Proteína pode revolucionar o tratamento de vítimas de lesões
- Carla Kamel

- 13 de set.
- 3 min de leitura
Pesquisadores da UFRJ testam proteína capaz de reduzir rejeição e custos no tratamento de lesões medulares. Anvisa alerta que ainda não há autorização para uso em humanos e cobra dados de segurança antes da próxima fase.

Uma proteína desenvolvida a partir da placenta humana reacendeu a esperança de pacientes com lesão na medula espinhal — condição que pode causar perda parcial ou total dos movimentos e, até hoje, não tem tratamento capaz de reverter o dano.
A substância, chamada polilaminina, vem sendo estudada há mais de 20 anos pela Universidade Federal do Rio de Janeiro (UFRJ). O composto é uma versão recriada em laboratório da laminina, proteína presente no desenvolvimento embrionário e que ajuda os neurônios a se conectarem.
A expectativa é que, aplicada no ponto da lesão, ela estimule os nervos a criarem novas rotas e restabelecerem parte dos movimentos.Nova pesquisa pode ajudar quem perdeu movimentos
Mas qual diferença para as células-tronco?
A professora e pesquisadora da UFRJ Tatiana Sampaio explicou a diferença entre o tratamento com a polilaminina e as terapias com células-tronco.
Ambos os casos têm em comum o fato de tentarem reproduzir processos naturais do corpo. A polilaminina, porém, é uma alternativa mais simples: além de ser natural, ela não é um organismo vivo, mas uma proteína – assim como o colágeno –, um produto biológico que não provoca rejeição.
"A polilaminina é idêntica em todos os seres humanos: a minha é igual à sua. Se eu extraísse polilaminina da minha placenta e aplicasse em você, não haveria problema, porque o corpo não a reconheceria como algo estranho" explica a professora e pesquisador da UFRJ.
As células-tronco, por outro lado, são diferentes. Cada pessoa tem uma, como se fosse um "código de barras" único, específico de cada corpo. Quando você coloca uma célula de alguém em outra pessoa, o organismo identifica que não é próprio e reage com rejeição, o que pode causar complicações.
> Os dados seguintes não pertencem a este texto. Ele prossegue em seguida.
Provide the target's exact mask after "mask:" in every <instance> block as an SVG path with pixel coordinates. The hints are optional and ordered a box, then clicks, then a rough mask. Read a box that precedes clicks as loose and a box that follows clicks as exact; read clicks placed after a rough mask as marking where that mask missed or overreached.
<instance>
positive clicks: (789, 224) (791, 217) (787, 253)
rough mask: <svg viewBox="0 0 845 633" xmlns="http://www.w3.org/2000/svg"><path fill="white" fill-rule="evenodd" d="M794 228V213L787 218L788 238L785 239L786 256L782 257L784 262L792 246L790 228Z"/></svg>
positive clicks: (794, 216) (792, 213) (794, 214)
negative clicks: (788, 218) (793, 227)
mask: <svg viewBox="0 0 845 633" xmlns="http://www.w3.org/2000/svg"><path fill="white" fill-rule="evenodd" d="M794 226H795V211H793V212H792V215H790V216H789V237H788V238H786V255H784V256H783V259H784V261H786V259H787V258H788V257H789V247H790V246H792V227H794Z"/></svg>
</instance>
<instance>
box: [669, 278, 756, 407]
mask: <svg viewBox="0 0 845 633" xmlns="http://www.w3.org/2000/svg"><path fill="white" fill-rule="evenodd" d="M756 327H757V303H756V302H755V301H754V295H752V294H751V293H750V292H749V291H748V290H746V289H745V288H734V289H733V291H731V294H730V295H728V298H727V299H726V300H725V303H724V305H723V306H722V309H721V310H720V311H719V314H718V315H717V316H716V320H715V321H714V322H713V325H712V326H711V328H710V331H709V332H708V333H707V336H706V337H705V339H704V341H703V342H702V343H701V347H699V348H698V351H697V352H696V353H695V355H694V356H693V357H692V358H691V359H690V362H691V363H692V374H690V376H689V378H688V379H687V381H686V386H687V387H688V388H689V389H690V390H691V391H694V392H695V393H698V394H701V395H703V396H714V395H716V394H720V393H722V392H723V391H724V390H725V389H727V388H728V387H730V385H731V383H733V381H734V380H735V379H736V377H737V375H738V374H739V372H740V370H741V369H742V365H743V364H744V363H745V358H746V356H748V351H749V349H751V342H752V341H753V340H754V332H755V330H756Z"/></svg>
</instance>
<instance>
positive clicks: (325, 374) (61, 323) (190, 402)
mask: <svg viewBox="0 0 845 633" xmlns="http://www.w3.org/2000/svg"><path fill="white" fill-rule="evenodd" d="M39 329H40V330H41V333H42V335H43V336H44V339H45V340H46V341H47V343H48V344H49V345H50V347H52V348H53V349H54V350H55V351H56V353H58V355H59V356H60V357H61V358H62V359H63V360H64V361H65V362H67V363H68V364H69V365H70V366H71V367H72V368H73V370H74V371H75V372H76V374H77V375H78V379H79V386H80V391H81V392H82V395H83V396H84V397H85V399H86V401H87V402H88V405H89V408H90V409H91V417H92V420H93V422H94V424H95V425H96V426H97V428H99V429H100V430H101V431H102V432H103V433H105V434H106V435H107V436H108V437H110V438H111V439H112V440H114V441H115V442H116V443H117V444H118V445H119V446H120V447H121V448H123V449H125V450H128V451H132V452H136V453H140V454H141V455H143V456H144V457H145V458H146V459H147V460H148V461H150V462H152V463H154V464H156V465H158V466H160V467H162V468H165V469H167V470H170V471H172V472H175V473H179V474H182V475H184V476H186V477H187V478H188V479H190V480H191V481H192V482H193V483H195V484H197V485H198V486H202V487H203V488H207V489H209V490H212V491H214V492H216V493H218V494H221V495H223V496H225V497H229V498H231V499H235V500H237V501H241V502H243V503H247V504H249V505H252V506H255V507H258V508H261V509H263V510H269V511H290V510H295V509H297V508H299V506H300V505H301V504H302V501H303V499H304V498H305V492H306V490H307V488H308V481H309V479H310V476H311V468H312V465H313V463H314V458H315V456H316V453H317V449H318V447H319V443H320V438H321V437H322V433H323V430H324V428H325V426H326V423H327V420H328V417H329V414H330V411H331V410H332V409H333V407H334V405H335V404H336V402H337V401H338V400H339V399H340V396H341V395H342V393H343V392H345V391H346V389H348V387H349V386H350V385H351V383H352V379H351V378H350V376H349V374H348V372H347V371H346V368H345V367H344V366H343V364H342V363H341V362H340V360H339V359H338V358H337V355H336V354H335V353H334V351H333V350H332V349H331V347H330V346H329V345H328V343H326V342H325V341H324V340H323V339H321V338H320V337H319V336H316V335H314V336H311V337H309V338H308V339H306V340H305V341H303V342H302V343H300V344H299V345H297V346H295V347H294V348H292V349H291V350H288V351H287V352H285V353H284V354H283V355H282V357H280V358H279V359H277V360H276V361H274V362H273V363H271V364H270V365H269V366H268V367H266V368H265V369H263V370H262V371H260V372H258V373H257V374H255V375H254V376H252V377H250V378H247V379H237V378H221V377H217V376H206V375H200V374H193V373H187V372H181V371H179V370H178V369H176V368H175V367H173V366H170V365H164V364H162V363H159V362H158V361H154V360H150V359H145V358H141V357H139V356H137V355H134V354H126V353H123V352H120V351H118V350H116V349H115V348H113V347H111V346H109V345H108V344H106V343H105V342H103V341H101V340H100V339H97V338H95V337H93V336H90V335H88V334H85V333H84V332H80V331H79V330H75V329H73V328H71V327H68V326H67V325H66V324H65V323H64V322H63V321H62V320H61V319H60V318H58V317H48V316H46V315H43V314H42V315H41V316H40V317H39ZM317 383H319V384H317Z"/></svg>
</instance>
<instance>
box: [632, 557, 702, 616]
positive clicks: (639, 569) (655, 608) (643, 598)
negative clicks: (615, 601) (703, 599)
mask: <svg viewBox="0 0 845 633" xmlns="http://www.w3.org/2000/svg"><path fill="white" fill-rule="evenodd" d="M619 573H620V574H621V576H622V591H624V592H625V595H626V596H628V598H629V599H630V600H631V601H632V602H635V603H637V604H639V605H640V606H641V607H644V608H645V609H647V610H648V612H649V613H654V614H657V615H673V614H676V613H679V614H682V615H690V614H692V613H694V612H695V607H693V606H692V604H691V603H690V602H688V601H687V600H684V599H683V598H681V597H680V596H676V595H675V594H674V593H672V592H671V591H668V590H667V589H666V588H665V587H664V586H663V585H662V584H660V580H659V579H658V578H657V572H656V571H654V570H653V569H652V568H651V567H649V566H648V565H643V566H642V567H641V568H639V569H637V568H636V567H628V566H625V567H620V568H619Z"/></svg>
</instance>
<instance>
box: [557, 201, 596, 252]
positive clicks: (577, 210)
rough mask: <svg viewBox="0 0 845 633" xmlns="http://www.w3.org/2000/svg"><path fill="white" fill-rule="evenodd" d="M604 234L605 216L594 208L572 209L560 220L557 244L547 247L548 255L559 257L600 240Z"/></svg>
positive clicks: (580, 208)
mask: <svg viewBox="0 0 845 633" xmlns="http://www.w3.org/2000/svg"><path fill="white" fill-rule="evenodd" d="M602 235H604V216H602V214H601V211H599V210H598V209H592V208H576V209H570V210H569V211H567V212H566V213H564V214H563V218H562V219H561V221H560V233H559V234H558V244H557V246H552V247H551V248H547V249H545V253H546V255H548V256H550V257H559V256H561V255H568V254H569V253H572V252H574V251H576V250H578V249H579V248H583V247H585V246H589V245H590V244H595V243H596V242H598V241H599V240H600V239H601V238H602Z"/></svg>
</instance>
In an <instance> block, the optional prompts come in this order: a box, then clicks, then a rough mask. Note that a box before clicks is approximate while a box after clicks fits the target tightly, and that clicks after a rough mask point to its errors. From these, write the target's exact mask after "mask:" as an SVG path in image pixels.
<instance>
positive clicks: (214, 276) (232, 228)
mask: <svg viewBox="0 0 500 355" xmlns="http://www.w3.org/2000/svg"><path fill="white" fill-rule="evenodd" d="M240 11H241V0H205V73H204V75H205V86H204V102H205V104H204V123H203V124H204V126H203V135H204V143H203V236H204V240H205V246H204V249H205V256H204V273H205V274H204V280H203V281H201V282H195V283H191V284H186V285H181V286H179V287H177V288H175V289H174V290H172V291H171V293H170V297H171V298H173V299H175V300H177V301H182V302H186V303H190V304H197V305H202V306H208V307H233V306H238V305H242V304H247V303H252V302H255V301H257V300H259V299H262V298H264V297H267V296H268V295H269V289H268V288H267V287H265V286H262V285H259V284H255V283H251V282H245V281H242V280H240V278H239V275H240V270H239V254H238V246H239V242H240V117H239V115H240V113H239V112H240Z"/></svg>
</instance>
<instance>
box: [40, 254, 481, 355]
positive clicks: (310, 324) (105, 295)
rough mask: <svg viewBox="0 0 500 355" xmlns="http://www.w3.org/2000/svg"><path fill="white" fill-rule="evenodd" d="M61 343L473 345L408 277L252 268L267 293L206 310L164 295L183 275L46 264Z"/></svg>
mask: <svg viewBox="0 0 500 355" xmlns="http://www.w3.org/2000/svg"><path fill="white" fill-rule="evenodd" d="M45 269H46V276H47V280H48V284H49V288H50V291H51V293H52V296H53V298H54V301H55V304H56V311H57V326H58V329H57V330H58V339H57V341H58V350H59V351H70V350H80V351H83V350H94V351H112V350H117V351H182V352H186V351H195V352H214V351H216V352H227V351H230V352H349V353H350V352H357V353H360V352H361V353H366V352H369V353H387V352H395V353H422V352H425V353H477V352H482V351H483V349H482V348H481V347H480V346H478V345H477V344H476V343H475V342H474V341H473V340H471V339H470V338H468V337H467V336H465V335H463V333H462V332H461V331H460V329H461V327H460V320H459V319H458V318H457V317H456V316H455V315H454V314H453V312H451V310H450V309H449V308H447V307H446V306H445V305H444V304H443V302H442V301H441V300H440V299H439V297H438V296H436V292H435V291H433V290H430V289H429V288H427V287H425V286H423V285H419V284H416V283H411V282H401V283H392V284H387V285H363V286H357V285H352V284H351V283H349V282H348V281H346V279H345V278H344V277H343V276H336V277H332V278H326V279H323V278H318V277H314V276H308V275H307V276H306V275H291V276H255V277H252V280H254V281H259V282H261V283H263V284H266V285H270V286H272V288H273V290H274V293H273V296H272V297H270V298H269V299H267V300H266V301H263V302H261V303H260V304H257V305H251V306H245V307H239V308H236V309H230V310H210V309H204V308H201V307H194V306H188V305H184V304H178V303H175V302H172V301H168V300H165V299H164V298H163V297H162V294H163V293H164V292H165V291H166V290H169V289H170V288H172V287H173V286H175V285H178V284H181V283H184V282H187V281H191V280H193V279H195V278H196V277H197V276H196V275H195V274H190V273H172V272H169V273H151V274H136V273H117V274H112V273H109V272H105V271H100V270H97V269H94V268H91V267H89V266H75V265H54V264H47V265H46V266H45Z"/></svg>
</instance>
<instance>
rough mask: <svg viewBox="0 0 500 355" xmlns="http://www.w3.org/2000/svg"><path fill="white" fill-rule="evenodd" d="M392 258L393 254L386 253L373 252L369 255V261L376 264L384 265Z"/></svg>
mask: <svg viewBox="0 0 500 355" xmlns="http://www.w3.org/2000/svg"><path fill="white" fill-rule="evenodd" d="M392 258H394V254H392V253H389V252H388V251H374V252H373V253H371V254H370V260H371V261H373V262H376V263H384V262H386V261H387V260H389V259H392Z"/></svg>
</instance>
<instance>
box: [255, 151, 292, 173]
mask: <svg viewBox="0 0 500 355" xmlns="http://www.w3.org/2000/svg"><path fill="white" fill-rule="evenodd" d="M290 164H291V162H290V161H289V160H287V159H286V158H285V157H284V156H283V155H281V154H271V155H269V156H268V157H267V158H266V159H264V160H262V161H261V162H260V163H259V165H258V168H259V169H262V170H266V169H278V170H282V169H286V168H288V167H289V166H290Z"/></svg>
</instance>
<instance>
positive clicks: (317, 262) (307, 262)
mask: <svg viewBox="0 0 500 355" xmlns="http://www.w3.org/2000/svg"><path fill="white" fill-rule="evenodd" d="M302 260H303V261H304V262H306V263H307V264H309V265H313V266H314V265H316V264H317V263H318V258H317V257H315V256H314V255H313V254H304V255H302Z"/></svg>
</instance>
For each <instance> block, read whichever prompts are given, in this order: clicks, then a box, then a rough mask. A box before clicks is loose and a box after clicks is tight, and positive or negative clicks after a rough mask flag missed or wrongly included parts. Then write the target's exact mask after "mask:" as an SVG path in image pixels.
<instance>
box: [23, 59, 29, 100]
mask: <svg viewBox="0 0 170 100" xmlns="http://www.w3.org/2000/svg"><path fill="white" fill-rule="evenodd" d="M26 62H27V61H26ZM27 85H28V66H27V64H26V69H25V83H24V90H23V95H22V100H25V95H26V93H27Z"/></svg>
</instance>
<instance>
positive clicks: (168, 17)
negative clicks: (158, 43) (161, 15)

Por isso, terapias com células exigem imunossupressão, que sobrecarrega a saúde do paciente. "Já a polilaminina pode ser mantida pronta no freezer do hospital e usada imediatamente quando o paciente chega, sem manipulações complexas. É o mesmo tratamento para todos, dispensa imunossupressão e tem custo mais baixo", completa Tatiana Sampaio.
Próximas etapas do estudo
Os locais para as próximas fases do estudo já estão definidos: será no Hospital das Clínicas da Faculdade de Medicina da Universidade de São Paulo (HC USP) e na Santa Casa de Misericórdia de São Paulo - Hospital Central.
Porém, o grupo de pacientes será pequeno e ainda não está determinado, porque essa próxima etapa será feita com lesões muito agudas — ou seja, nos primeiros dias após o trauma, cerca de três ou quatro dias.
São pessoas que ainda vão sofrer essas lesões e serão identificadas nas emergências dos hospitais. A seleção será definida futuramente, quando o estudo estiver aberto.
A pesquisadora aponta que desde 2022, estão acontecendo reuniões com a Agência Nacional de Vigilância Sanitária (Anvisa) para aprovação para uso clínico da polilaminina.
Segundo Tatiana Sampaio, a Anvisa está negociando diretamente com o laboratório Cristália – empresa responsável pelo desenvolvimento em parceria com a UFRJ.
Anvisa, por outro lado, alerta que ainda não há autorização para uso em humanos e cobra dados de segurança antes da próxima fase. Pacientes com lesões na medula recuperam movimentos com tratamento brasileiro em fase experimental
Resultados em cães
Um estudo publicado em agosto na revista Frontiers in Veterinary Science avaliou a polilaminina em seis cães paraplégicos, que não conseguiam andar mesmo após cirurgia e meses de fisioterapia. Alguns estavam sem se movimentar havia anos.
Depois da aplicação da substância diretamente na medula, quatro dos animais conseguiram voltar a dar passos e melhorar a firmeza da marcha. Dois tiveram avanços mais discretos. Os efeitos foram acompanhados por seis meses.
Não foram registrados efeitos colaterais graves: apenas um caso de diarreia foi relatado, sem ligação comprovada com o medicamento.
Testes em voluntários
Além dos cães, a polilaminina também já foi aplicada em pequenos grupos de pacientes brasileiros em caráter experimental, dentro de protocolos acadêmicos.
Segundo os pesquisadores, alguns voluntários que haviam perdido completamente os movimentos abaixo da lesão recuperaram parte da mobilidade — algo considerado improvável sem intervenção. Houve relatos que variaram de pequenos movimentos a ganhos mais amplos, como controle de tronco e até passos com auxílio.